2

Imagine a simple database to track personal spending. The most basic form of the model should let you create any number of accounts and any number of transactions (specifying the spending amount, date and associated account).

Also, some transactions may be part of a transfer between different accounts and not a legitimate expense/income on its own (for instance a money cash out from your checking account), these should be linked together somehow. I could start modelling the application with the following schema:

CREATE TABLE accounts (
  id SERIAL PRIMARY KEY
);

CREATE TABLE transactions (
  id SERIAL PRIMARY KEY,
  amount INT NOT NULL,
  date DATE NOT NULL,
  account INT NOT NULL REFERENCES accounts
);

CREATE TABLE transfers (
  outgoing_tx INT REFERENCES transactions,
  incoming_tx INT REFERENCES transactions,
  PRIMARY KEY (outgoing_tx, incoming_tx)
);

Now comes the question part. When I find myself modelling a domain like this I tend to heavily rely on CHECK clauses to further constrain the schema to the domain and ban unwanted values/states at runtime.

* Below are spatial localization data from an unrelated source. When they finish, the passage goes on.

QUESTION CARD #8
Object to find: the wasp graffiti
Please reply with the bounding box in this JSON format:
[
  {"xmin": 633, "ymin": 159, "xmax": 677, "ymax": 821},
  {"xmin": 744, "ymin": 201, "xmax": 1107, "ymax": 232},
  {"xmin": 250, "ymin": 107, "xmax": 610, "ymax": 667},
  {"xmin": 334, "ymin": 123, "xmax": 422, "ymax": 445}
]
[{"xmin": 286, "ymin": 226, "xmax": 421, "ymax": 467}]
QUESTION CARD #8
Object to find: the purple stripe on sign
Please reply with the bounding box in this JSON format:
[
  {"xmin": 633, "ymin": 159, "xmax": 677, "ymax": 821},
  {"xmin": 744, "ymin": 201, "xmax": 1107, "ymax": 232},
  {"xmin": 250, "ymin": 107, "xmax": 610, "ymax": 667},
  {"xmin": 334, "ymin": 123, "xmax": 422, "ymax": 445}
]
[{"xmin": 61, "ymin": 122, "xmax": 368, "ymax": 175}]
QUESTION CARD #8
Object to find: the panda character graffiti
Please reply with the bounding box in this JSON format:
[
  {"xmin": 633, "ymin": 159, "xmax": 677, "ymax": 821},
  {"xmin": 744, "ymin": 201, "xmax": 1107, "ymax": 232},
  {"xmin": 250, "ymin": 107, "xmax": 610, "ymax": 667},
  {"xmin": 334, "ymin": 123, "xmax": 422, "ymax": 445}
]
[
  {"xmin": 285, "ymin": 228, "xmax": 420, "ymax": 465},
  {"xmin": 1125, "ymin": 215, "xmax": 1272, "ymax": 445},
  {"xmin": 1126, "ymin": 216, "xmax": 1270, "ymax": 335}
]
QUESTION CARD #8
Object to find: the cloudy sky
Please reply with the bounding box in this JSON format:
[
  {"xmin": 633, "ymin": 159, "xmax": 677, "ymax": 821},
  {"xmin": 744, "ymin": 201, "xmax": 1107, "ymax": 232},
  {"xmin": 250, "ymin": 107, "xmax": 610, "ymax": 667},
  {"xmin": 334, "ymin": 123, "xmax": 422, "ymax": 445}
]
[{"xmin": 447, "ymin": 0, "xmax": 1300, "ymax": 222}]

For instance, in this example I wouldn't care for empty transactions:

ALTER TABLE transactions
ADD CONSTRAINT no_pointless_txs CHECK (amount <> 0);

However, when it comes to rules that involve more than a single nice little row I always feel like I need to write too much boilerplate code. For transfers you would want to check that the transactions they point to belong to different accounts, are from the same day and have the same amount, except outgoing_tx must be negative and incoming_tx positive.

This is more or less what I would like to write, i.e. I'd like to navigate through foreign keys to access other table columns by doing select/joins under the hood:

ALTER TABLE transfers
ADD CONSTRAINT no_same_accounts
  CHECK (outgoing_tx->account->id <> incoming_tx->account->id),

ADD CONSTRAINT no_different_dates
  CHECK (outgoing_tx->date = incoming_tx->date),

ADD CONSTRAINT correct_balance
  CHECK (outgoing_tx->amount < 0 AND 0 = outgoing_tx->amount + incoming_tx->amount);

Instead, every time I want to enforce rules like these I have no option but to write lenghty boilerplate PL/SQL functions such as get_date(int) or get_account_id(int) to do the queries manually.

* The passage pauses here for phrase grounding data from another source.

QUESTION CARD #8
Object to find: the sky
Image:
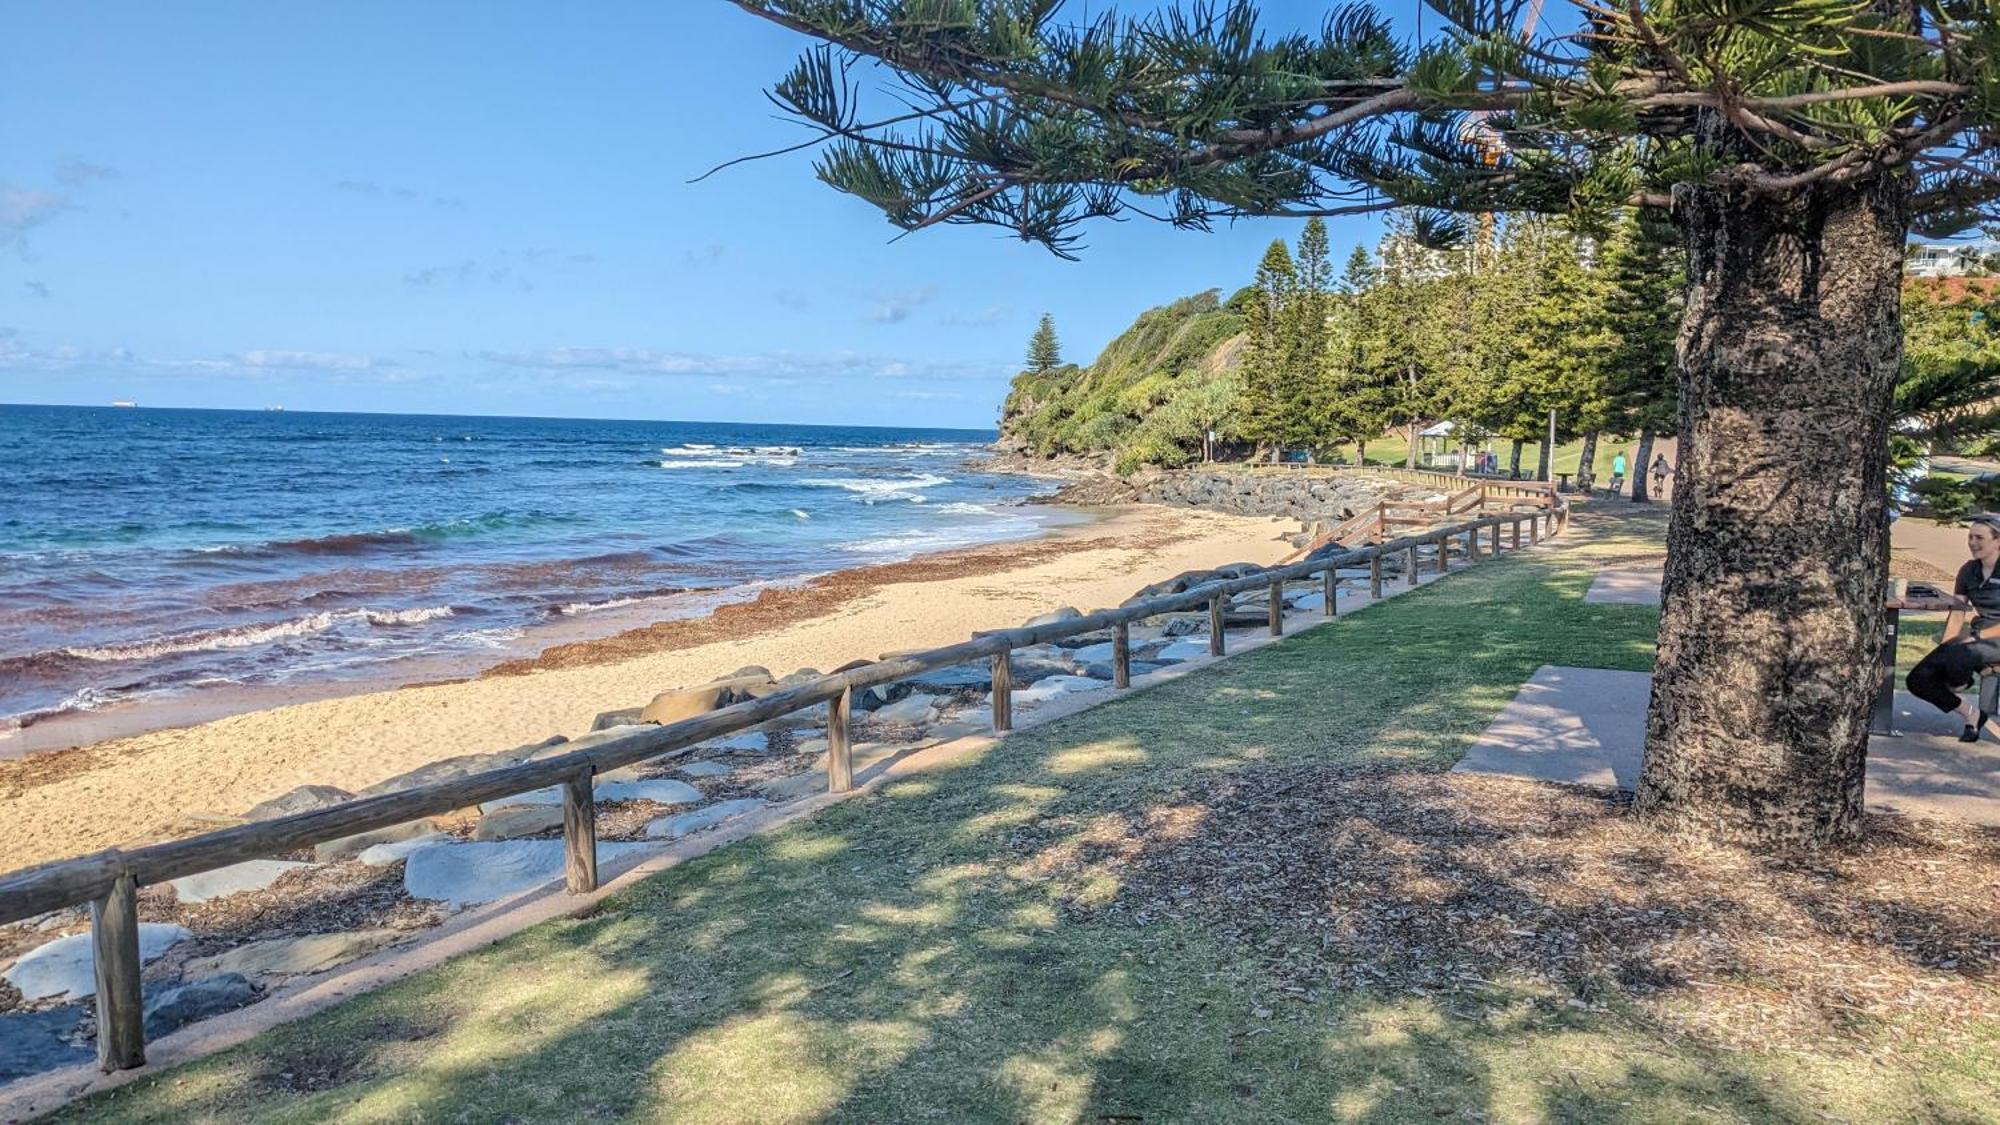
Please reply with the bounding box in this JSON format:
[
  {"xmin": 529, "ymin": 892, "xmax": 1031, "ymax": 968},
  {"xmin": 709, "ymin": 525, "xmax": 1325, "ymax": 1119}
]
[{"xmin": 0, "ymin": 1, "xmax": 1427, "ymax": 428}]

CREATE OR REPLACE FUNCTION get_account_id(tx_id int) RETURNS int AS $$
  SELECT account FROM transactions WHERE id = $1;
$$ LANGUAGE SQL;

-- Every other function...

ALTER TABLE transfers
ADD CONSTRAINT no_same_accounts
  CHECK (get_account_id(outgoing_tx) <> get_account_id(incoming_tx));

-- Every other constraint using its corresponding function...

So I guess I just want to know if there are easier, more mantainable ways to go about this kind of use case, and OCL-style navigation came to my mind.

  • 1
    One might choose to enforce this through the use of an "instead of" trigger. – Max Vernon Nov 21 '15 at 15:29
  • I'd not use constraint for implementing complex business rules . My approach in such cases is to create one procedure that validates everything and inserts a row into transaction table , and restrict all users from direct write access to the table, so they must use the procedure in order to insert data. Another, even better approach, is to let application developers enforce everything that belongs to business domain . – a1ex07 Nov 21 '15 at 17:25
2

It appears you are looking for a SQL database that implements the SQL Standard CREATE ASSERTION statement. AFAIK there is no mainstream SQL database that actually supports this.

Therefore, the more complex data integrity rules that you wish to implement must be done so programmatically. This can be done using triggers in the DBMS or procedurally either using stored procedures in the database or within the external application.

However it is implemented, careful consideration needs to be made to ensure the ACID properties are followed to ensure the reliability of the database transactions. In particular this may mean explicit locking mechanisms are employed wherever the constraints are validated.

There is generally also the requirement to ensure that the constraints are enforced as efficiently as possible.

For an in-depth examination of the implementation of complex integrity constraints using DBMS triggers I would suggest reading Applied Mathematics for Database Professionals by Lex de Haan and Toon Koppelaars.

  • Thank you! I had never heard about that statement, but I believe that's exactly what I was longing for. Its kind of weird that no vendor ever bothered to implement it (being in the SQL-92 standard and all), isn't it? Oh, well... – Marcel Hernandez Nov 27 '15 at 18:53
1

I use before triggers for complex rules. This requires the ability to throw an exception from within the trigger for records that do not meet the conditions. Normally you only need to run these triggers before inserts and updates.

There can be issues if the data you are validating against is being modified with the transaction.

I generally use CHECK constraints for simple rules where a column has a limited range of permissible values not covered by a foreign key constraint.

Even if these rules are being applied in the code, it can be useful to have them in the database. This can prevent ad-hoc updates from breaking data integrity as well as catch errors in the application. (Verify the constraint as well as the code as either could be wrong.)